Îman açısından insanlar üç kısımdır.
Birinci kısım: Mü’min.
İkinci kısım: Kâfir.
Üçüncü kısım: Münafık’tır.
Küfür sözünü söyleyen insan mü’min olmaktan çıkar, kâfir olur ve kâfir olan kişide en büyük suçun içine düşmüş bulunur. Kâfirliği benimseyen için fakat «Ahiret» ise bunlara zindan olur. Münafıklarla kâfirler Cehennem’de toplanacaklardır.
Zira Kurân-ı Kerîm’de:
«Şüphesiz Allah (Tealâ) münafıkları ve kâfirleri Cehennem’de toplayacaktır» buyuruluyor (21).
Kur’ân-ı Kerim’i alaya alan münafıklar ve kâfirler bir mecliste toplandıkları gibi Cehennemde de bir araya geleceklerdir. Kâfirlerin ve münafıkların bulundukları mecliste onlarla beraber oturmak, Kurân-ı Kerîm’i, Şer’i Şerîfin hükümlerini küçümseyen, (bu devirde de bu olur mu gibi sözlerle) hafife alan kimselerle bir mecliste bulunmak (onların günahlarına iştirak olacağından) caiz değildir.
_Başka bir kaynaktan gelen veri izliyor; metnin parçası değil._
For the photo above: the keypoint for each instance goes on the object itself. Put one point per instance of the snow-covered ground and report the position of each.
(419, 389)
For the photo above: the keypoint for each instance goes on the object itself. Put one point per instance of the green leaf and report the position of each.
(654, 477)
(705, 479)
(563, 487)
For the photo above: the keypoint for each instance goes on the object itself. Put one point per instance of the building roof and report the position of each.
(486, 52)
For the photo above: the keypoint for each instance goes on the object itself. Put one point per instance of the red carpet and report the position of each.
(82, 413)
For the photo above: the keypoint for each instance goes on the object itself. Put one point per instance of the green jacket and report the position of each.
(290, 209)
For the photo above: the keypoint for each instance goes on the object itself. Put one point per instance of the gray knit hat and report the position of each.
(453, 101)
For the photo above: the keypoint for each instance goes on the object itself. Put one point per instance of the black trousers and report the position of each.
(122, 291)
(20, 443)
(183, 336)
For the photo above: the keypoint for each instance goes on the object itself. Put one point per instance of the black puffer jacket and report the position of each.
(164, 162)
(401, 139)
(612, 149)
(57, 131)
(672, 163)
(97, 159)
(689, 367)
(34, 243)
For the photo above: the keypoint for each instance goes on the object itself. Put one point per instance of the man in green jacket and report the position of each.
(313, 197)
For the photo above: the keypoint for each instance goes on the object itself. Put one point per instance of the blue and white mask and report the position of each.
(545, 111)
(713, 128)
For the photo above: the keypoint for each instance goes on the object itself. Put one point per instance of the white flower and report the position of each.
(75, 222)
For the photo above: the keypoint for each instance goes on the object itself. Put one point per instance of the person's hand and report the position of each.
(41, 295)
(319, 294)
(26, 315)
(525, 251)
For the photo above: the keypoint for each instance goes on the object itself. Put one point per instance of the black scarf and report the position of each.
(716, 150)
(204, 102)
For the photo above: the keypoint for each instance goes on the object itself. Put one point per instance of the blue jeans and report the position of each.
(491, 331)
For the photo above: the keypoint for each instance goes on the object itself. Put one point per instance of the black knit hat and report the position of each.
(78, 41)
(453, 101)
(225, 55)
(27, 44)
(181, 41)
Cenâbı Allah insanları hiç bir işlerinde başı boş bırakmamış, İslâmiyet’in girmediği hiç bir şey kalmamıtır. İslâmiyet’i dünya işlerinden ayırmak mümkün değildir.
«Dinimiz  İslâm’a  göre  (Şer’an)  tazim  ve  saygı  gösterilmesi  lâzım olan, yine dinimizce mübarek, mukaddes ve değerli bulunan şeylerden  birine dinden düşmeye (çıkmaya) sebep teşkil eden sözleri reva görüp söylemeye küfür kelimesi (kelime-i küfür) denir».
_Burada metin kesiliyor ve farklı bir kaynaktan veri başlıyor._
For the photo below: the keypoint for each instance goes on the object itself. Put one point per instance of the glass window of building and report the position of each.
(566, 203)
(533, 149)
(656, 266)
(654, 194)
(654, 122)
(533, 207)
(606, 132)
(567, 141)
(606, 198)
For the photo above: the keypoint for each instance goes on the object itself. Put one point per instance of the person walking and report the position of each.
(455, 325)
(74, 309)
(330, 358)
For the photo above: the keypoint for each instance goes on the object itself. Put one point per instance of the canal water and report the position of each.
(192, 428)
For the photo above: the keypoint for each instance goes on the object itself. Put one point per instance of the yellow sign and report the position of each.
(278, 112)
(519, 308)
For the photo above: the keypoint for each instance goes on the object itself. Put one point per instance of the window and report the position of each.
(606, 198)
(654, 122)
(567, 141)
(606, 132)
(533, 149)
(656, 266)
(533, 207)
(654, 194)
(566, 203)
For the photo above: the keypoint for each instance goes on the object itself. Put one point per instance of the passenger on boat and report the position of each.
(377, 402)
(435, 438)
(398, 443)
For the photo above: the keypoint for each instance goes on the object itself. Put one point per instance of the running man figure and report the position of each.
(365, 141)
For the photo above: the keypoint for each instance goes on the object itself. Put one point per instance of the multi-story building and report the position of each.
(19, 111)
Mü’min (Müslüman) bulunan kimsenin lisanından küfür kelimesi (lafzı) zuhur edip meydana gelse, o kimseye üç şey lâzım olur:

  1. Tâzir (Şer’i Şerîfin tayin ettiği ceza),
  2. Tecdid-i İman (imanı yenilemek, tazelemek),
  3. Tecdid-i nikâh (Nikâhı yenilemek).

(Fetevây-i Abdurrahim)
Cenâbı Allah Kur’an-ı Kerim’de: «Her kim imanı (yani) İslâm Şeriati’nin hükümlerini tanımayıp (inkârla) kâfir olursa, onun bütün yaptığı (sâlih) amel (zayi olup) boşa gider» buyuruyor (13).
Her mü’mine lâzım olan yani birinci farz bulunan şey: İmanı, farzları ve haramları öğrenmektir. Bunlar öğrenilmedikçe Müslümanlık olamaz ve iman elde tutulamaz.